Via OlyBlog – This ain’t CNN, “Evergroove trivia, pt. 1“:
“Then we could observe people walking around on Red Square through the grates. The original Red Square, a wide area surrounded by berms and narrow exits, had an incredibly slippery surface in the 1970s. We always felt it was that way on purpose for crowd control. The bricks were replaced in the 1980s. During the time the campus was designed, student unrest around the country was widespread. ”
In fact, it is my understanding that the ubiquity of a “red square” at every state campus was specifically due to utility for crowd control. Any demonstrations in these squares could be controlled with water from a firehose which would make the brick slippery and allow the force from a nozzle to topple people to the ground. I believe I heard this for the first time on a campus visit to WWU many years ago.
At the University of Washington, the Suzzallo Quadrangle, which was, I believe an open field, was replaced with red brick in 1969, at the time the undeground garage was built. There turns out to be a wikipedia article about UW’s Red Square, but it claims the brick was used because there was fear that rain would leak through grass and soil into the garage beneath. I suspect that may have been the politic reason.
As an aside, and here’s my most precious bit of trivia about Red Square at the UW, the chimney stacks are the height of the pyramids on the Giza plateau in Egypt.
Those chimneys are close enough together that it’s possible to climb up between them just by pressing against two stacks. People have climbed up there and had to be rescued several times over the years. I remember hearing that it was actually pretty frequently, in fact.

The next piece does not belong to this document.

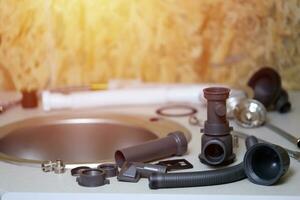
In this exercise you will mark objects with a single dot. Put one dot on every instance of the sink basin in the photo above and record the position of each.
(78, 139)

But at least people walking on the Red Square at the UW don’t have to pass between the Grassy Knoll and the Clock Tower! I get a kick out of the procession diagram each graduation that looks like a map from a conspiracy rant … book. The diagram that is given to graduates that shows the procession passing between those two landmarks is a pretty heavy unintentional frisson, an allegory for the coming transition to off-campus life?
The trifecta of bad taste would go into effect if Evergreen’s Red Square ever got metaphorically confused with Tiananmen Square, or, I suppose, the eponymous Red Square in Moscow.